Personal information
- Full name: Alfred John Rodgers
- Born: 25 September 1930
- Died: 26 March 2016 (aged 85) Taren Point, New South Wales, Australia

Sport
- Sport: Rowing
- Club: Sydney Rowing Club

Medal record
| Men's rowing |
| Representing Australia |

= John Rodgers (rower) =

Australian rower

A John Rodgers (25 September 1930 – 26 March 2016) was an Australian rower. He competed in the men's double sculls event at the 1952 Summer Olympics.

==Rowing career==
Rodgers was born in Sydney. His senior rowing was from the Sydney Rowing Club.

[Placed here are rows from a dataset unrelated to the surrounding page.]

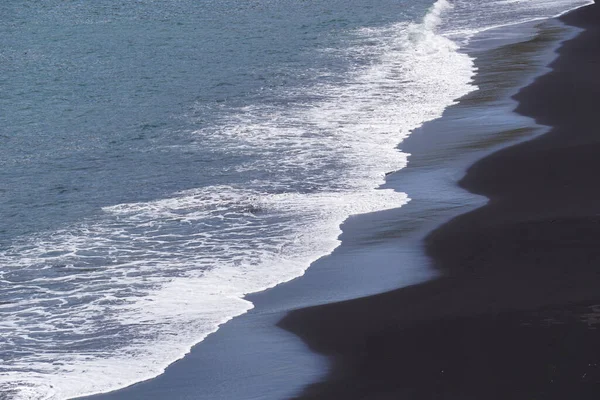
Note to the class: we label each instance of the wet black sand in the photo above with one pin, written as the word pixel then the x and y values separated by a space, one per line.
pixel 514 315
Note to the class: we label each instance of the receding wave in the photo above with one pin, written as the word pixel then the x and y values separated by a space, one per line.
pixel 114 299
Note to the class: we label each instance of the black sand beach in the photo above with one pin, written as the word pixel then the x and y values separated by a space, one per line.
pixel 515 313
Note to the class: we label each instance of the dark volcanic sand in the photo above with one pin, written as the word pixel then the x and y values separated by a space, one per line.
pixel 516 313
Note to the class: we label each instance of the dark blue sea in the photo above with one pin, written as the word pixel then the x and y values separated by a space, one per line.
pixel 161 160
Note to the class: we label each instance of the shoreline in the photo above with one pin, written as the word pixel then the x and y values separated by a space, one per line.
pixel 254 342
pixel 513 315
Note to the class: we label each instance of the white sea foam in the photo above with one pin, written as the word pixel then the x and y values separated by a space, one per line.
pixel 114 299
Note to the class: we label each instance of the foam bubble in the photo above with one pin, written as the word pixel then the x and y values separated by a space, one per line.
pixel 114 299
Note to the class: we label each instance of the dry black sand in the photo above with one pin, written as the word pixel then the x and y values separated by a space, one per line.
pixel 516 311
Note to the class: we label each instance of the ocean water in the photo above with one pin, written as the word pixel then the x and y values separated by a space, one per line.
pixel 159 161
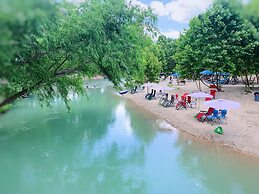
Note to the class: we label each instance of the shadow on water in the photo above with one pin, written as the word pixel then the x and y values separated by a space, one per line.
pixel 218 169
pixel 90 150
pixel 107 146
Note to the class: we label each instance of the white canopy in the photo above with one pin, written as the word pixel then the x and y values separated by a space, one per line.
pixel 149 84
pixel 165 88
pixel 200 95
pixel 222 104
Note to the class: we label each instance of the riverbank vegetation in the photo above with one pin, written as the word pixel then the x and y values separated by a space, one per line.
pixel 223 39
pixel 47 47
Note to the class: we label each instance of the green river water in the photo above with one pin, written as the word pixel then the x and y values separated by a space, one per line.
pixel 106 145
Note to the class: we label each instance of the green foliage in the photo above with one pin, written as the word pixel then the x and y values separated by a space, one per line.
pixel 63 43
pixel 152 64
pixel 220 40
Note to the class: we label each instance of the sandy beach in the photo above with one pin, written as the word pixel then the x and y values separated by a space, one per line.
pixel 241 131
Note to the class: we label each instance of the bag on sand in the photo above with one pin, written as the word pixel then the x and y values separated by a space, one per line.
pixel 218 130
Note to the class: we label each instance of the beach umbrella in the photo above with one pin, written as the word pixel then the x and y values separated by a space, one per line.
pixel 165 88
pixel 199 95
pixel 149 85
pixel 222 104
pixel 175 74
pixel 206 72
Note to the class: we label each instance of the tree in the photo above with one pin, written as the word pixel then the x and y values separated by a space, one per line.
pixel 93 37
pixel 167 50
pixel 151 63
pixel 218 40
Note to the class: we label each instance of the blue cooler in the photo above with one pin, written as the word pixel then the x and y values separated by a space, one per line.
pixel 256 96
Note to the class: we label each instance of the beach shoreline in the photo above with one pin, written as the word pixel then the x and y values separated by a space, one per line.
pixel 241 132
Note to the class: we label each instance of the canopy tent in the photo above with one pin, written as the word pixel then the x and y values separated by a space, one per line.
pixel 206 72
pixel 149 84
pixel 222 104
pixel 199 95
pixel 163 88
pixel 175 74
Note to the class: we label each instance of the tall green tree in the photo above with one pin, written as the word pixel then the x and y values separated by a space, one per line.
pixel 87 39
pixel 219 40
pixel 151 63
pixel 167 50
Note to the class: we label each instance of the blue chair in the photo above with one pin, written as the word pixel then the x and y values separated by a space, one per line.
pixel 222 116
pixel 214 116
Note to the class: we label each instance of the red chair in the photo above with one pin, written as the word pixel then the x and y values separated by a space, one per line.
pixel 213 93
pixel 202 115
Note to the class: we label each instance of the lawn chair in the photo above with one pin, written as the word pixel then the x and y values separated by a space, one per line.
pixel 213 93
pixel 170 103
pixel 208 99
pixel 202 115
pixel 189 101
pixel 213 117
pixel 152 96
pixel 149 94
pixel 222 116
pixel 164 99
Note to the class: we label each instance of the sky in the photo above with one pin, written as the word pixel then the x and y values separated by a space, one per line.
pixel 174 15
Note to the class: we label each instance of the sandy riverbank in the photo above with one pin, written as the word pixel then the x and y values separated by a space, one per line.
pixel 241 132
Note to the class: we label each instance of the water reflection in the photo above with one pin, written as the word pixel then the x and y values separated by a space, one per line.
pixel 108 146
pixel 216 169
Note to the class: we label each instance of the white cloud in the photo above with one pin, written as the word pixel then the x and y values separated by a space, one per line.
pixel 172 34
pixel 182 10
pixel 137 3
pixel 159 8
pixel 178 10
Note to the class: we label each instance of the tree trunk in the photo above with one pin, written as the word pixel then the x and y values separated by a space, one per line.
pixel 13 97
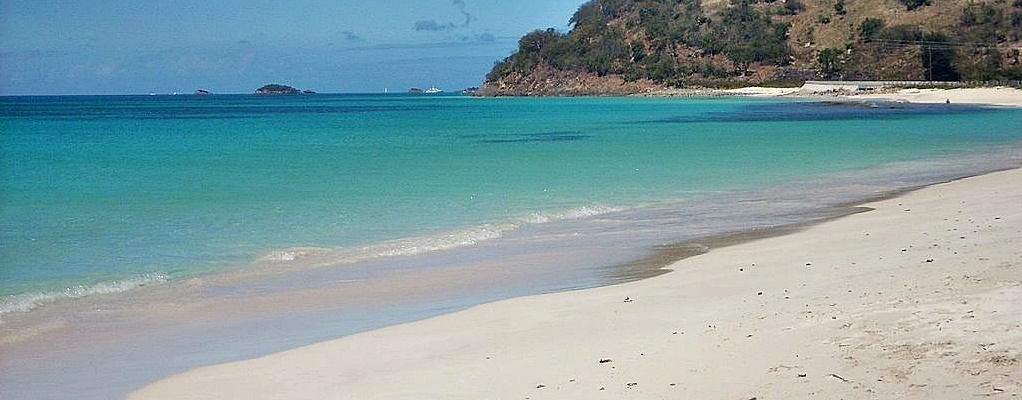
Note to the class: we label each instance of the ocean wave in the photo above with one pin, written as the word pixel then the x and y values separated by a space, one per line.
pixel 575 213
pixel 437 242
pixel 29 301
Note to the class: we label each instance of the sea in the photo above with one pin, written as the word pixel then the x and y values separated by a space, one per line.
pixel 144 235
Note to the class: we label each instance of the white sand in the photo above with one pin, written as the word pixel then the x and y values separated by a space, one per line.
pixel 919 299
pixel 995 96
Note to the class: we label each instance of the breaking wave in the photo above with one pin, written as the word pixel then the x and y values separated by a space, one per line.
pixel 29 301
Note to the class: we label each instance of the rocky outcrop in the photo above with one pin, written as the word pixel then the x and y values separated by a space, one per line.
pixel 550 82
pixel 277 89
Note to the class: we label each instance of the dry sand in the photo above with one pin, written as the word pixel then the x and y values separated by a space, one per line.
pixel 918 299
pixel 994 96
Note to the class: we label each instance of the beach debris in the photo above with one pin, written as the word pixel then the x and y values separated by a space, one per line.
pixel 839 378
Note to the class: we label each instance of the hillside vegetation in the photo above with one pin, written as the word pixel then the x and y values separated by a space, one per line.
pixel 628 46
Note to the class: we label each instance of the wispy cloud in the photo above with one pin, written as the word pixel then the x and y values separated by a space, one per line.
pixel 432 25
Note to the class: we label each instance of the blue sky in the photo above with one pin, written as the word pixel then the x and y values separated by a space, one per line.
pixel 235 46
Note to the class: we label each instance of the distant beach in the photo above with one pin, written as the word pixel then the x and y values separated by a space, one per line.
pixel 915 299
pixel 585 198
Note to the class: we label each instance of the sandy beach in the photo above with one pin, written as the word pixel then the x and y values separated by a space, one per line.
pixel 917 298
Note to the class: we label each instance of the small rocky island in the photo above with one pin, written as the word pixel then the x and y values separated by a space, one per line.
pixel 277 89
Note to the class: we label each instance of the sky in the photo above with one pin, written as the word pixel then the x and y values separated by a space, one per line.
pixel 235 46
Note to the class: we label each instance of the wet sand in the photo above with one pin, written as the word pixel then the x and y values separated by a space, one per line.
pixel 915 299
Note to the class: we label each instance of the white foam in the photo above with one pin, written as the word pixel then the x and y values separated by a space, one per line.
pixel 29 301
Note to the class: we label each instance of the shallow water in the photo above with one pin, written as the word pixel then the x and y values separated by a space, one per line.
pixel 164 233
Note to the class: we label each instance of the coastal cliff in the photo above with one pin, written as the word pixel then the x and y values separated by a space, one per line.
pixel 634 46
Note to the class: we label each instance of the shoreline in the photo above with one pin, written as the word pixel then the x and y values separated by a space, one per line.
pixel 280 331
pixel 996 96
pixel 914 299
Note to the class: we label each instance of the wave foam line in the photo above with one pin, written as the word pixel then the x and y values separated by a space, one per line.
pixel 29 301
pixel 438 242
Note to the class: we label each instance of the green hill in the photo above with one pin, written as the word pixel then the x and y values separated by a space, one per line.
pixel 629 46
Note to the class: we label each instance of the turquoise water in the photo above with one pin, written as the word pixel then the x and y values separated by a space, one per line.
pixel 227 227
pixel 107 193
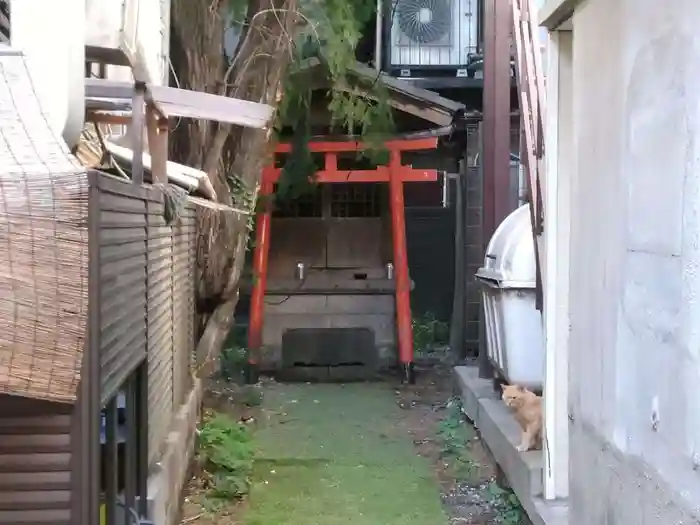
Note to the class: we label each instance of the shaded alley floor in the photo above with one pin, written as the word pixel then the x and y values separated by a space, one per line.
pixel 362 454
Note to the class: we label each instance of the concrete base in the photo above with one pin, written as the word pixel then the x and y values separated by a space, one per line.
pixel 165 485
pixel 501 434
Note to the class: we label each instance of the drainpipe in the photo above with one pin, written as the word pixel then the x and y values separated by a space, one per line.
pixel 55 59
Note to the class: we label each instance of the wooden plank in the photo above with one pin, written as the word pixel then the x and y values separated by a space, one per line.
pixel 555 12
pixel 347 146
pixel 175 102
pixel 381 174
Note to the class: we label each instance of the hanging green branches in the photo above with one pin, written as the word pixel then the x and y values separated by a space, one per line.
pixel 331 33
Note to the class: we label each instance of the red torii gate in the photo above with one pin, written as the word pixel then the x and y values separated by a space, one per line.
pixel 395 174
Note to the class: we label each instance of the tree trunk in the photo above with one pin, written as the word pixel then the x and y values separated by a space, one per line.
pixel 225 152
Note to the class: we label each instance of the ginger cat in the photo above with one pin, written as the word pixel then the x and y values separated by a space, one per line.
pixel 527 409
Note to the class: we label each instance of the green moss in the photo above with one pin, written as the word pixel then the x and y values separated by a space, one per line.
pixel 336 455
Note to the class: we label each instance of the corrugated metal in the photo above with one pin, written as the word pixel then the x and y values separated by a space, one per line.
pixel 122 283
pixel 35 462
pixel 183 303
pixel 146 299
pixel 171 263
pixel 160 343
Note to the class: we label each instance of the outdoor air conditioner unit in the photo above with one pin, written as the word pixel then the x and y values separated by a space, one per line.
pixel 432 34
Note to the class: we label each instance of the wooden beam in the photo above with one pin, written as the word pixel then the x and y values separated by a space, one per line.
pixel 157 130
pixel 381 174
pixel 107 118
pixel 351 145
pixel 555 12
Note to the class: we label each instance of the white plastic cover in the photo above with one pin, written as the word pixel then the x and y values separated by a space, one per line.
pixel 510 256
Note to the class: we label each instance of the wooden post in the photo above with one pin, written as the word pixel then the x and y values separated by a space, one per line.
pixel 257 300
pixel 157 130
pixel 403 283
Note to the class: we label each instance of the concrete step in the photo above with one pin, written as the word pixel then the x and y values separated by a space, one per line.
pixel 501 434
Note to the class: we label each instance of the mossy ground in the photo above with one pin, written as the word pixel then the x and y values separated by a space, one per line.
pixel 336 455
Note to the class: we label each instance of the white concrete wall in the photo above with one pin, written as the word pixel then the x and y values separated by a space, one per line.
pixel 136 25
pixel 635 264
pixel 55 58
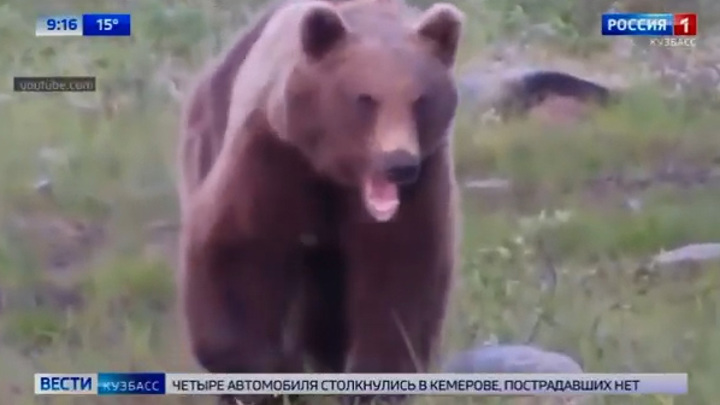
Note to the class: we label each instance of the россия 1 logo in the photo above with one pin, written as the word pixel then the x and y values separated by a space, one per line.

Test races for selection prior to the 1952 Helsinki Olympics were held in Ballarat and Rodgers and Murray Riley won their right to compete at the Olympics. The placed 3rd in their heat, won their first repechage but were eliminated in a second repechage.

En route to the 1952 Helsinki Olympics the Australian men's squad raced three boats in Sydney Rowing Club colours at the 1952 Henley Royal Regatta. Members of the sweep squad raced an eight and were runners up in the Grand Challenge Cup. Merv Wood contested and won the Diamond Challenge Sculls while Rodgers and Riley contested and finished as runners up in the Double Sculls Challenge Cup.

In 1954 and 1955 Rodgers was selected in the New South Wales men's senior eights contesting the King's Cup at the Australian annual Interstate Regatta. In 1954 they took silver and in 1955, the bronze.